Ed eccoci a Shylock, interpretato da uno straordinario Silvio Orlando, il quale, nonostante l’applauso dato sulla fiducia alla sua prima uscita sul palco, fatica inizialmente a convincere lo spettatore, forse a causa dell’accento un po’ forzato, che ci propone un Silvio Orlando diverso da quello che tutti noi ricordiamo. Il personaggio, però, non tarda a decollare per raggiungere la perfezione nella scena del tribunale, dove la mimica, la voce e l’espressività infondono al personaggio e all’intera scena un pathos crescente. La voce roca e sostenuta del Mercante diventa dimessa e monotona, quasi una litanìa, che ben si accompagna alla cantilena esasperante dell’ebreo che chiede “solo giustizia” con sempre maggiore fervore, fino al momento in cui Porzia, sotto mentite spoglie, riesce a beffare la giustizia e a trovare una via  di salvezza per il povero Antonio. Ed ecco che le voci cambiano: ora è Graziano a dare il ritmo alla scena, umiliando e insultando l’ebreo, il quale pare farsi sempre più piccolo e gobbo sotto le minacciose pagliacciate del giovane amico di Bassanio, ed è in questo preciso istante che la sua condizione di “diverso” diventa palpabile e densa di emozioni discordanti.
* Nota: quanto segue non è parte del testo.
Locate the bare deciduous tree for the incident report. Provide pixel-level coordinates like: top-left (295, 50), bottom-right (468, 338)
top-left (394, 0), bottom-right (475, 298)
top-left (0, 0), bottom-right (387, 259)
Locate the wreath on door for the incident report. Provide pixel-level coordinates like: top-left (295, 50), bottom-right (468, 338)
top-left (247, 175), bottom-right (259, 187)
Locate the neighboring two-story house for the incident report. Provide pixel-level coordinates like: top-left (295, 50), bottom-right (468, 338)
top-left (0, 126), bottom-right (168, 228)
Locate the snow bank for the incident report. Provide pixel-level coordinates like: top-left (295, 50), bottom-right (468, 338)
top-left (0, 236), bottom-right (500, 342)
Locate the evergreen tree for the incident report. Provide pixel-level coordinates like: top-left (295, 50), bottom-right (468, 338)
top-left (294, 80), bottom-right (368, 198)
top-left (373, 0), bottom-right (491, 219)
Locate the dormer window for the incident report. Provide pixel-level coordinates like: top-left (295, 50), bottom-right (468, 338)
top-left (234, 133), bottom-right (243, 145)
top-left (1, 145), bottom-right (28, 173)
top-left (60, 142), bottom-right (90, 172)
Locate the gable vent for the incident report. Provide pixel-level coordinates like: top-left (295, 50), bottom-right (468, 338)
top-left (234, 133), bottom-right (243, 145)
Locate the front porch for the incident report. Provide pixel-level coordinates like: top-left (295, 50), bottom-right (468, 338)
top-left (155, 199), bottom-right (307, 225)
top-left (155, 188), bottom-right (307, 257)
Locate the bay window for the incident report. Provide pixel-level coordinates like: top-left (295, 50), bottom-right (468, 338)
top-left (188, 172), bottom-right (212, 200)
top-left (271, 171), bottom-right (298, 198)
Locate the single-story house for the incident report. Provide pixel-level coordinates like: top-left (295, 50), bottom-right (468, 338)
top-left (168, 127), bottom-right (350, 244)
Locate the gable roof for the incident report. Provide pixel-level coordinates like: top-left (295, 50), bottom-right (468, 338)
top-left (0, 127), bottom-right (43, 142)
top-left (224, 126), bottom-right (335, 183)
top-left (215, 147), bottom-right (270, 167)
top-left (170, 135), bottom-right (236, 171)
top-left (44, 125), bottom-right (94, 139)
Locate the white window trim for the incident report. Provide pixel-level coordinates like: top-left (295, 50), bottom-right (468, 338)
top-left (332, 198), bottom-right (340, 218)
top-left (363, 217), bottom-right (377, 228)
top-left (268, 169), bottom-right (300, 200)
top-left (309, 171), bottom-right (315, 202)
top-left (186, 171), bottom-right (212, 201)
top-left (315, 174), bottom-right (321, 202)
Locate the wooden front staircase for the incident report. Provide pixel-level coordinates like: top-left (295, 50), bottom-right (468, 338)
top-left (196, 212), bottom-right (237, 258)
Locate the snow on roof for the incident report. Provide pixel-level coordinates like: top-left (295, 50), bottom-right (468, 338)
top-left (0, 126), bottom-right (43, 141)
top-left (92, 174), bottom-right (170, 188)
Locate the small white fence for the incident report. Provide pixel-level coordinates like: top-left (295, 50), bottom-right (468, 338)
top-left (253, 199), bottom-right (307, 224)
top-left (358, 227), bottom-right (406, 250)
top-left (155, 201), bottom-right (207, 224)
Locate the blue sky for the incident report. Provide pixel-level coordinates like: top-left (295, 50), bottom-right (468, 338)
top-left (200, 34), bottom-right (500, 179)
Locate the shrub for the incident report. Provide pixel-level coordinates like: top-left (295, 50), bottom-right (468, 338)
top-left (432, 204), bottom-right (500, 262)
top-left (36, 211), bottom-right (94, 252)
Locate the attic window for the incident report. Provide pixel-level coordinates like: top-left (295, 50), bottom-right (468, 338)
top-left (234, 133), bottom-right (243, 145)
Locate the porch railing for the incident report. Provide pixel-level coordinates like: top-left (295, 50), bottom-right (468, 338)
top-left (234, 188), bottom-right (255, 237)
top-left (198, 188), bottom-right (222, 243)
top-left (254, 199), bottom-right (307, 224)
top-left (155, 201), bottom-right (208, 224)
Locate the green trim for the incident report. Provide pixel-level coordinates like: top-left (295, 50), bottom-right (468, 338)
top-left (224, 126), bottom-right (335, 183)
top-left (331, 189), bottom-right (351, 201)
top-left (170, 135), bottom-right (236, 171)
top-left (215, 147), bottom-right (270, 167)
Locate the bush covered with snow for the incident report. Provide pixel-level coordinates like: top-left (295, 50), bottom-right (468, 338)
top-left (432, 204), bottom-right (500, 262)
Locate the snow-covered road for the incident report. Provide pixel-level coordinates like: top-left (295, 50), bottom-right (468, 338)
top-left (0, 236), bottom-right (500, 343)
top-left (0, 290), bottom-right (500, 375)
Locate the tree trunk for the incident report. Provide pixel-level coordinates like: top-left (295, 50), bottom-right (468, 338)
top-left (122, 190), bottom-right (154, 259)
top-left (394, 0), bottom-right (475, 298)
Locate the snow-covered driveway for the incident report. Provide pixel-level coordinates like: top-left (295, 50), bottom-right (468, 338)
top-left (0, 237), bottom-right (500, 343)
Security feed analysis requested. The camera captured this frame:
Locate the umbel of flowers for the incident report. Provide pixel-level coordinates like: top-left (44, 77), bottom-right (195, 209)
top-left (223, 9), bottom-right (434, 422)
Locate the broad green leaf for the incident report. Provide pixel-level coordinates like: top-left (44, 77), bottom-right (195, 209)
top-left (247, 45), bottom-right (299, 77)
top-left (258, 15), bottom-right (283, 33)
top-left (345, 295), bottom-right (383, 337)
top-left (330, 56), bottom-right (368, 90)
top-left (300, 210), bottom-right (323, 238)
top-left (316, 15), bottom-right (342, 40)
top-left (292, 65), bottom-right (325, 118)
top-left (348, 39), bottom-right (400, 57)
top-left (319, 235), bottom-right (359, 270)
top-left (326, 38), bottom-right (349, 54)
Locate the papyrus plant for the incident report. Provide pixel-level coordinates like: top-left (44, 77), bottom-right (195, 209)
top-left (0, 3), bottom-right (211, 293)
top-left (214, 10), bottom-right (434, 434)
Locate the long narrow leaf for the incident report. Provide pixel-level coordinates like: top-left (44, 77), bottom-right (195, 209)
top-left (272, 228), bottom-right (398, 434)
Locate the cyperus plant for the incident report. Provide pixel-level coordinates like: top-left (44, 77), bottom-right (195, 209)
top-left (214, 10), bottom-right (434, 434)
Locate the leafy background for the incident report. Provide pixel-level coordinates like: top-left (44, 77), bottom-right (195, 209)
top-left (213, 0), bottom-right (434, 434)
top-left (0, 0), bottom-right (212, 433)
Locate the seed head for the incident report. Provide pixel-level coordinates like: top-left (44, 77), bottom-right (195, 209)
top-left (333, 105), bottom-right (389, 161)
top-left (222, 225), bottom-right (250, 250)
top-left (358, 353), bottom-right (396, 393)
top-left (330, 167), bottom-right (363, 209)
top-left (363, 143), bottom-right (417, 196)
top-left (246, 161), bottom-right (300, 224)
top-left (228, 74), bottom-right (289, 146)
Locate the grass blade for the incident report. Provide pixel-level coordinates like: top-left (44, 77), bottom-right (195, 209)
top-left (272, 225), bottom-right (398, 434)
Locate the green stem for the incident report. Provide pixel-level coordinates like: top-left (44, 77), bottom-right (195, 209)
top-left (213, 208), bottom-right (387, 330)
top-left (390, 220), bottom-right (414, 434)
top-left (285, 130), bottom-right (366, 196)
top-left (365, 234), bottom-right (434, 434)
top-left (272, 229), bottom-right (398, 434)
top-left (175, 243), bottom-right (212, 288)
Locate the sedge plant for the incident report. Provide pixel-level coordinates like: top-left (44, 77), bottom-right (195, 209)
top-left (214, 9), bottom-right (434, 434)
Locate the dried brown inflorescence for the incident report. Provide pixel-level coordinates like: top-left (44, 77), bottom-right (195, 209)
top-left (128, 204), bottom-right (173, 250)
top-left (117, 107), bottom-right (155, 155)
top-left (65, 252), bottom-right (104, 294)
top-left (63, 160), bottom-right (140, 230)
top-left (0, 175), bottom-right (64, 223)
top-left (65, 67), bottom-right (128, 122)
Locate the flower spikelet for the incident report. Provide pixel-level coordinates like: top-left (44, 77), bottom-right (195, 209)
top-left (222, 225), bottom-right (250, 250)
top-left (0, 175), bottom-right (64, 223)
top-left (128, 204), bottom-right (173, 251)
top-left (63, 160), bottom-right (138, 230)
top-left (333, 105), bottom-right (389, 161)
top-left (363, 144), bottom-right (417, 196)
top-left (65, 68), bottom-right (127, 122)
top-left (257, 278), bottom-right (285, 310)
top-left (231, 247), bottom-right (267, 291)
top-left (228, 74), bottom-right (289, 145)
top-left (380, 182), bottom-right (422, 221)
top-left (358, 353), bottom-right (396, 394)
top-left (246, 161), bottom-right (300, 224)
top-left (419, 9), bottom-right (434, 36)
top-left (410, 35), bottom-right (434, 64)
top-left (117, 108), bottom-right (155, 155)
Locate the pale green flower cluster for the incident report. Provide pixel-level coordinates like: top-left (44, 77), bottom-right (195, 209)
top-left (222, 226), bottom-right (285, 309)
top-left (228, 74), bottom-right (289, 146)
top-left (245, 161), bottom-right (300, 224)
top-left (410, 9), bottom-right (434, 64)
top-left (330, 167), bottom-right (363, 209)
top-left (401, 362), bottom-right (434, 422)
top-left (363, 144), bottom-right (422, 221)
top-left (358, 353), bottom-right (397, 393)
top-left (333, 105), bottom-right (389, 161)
Così commenta il regista la misera fine dell’ebreo:
“La terribile, umiliante, meschina sconfitta di Shylock, giusta o non giusta che sia, mi mette a disagio. Annuncio fin d’ora che starò dalla sua parte. Del resto, il bene e il male si spostano di continuo nel corso della pièce. Dipende dalle circostante. Questa è una verità moderna e inattaccabile. La verità di una favola che rivela che non c’è nessuna verità.”
L’opera, già di per sé corale nella sua essenza testuale, ci svela, attraverso espedienti originali e divertenti, come l’utilizzo dei dialetti italiani nella caratterizzazione dei personaggi, l’esigenza registica di restituire ad ogni personaggio la propria valenza all’interno dell’opera, seppur consapevole che, come nella vita, ognuno di loro esiste compiutamente per la presenza degli altri e che tutti fanno parte di una più vasta immagine che tutti li comprende.

La presenza di temi moderni come lo sfruttamento dello “straniero” nella società, l’accenno all’amore omosessuale e la ricerca di una nuova identità e libertà femminile, rendono quest’opera attualissima e generatrice di sempre nuovi spunti di riflessione.

Lo spettacolo Il mercante di Venezia, messo in scena dal regista Valerio Binasco con la Popular Shakespeare Kompany e con la partecipazione dell’attore Silvio Orlando nel ruolo di Shylock, dopo il grande successo di pubblico riscontrato a Milano e Genova, è stato a Taranto il 3 e 4 Dicembre, il 5 a Brindisi, il 6 e 7 a Bari e dal 10 al 22 sarà al Teatro Carignano di Torino.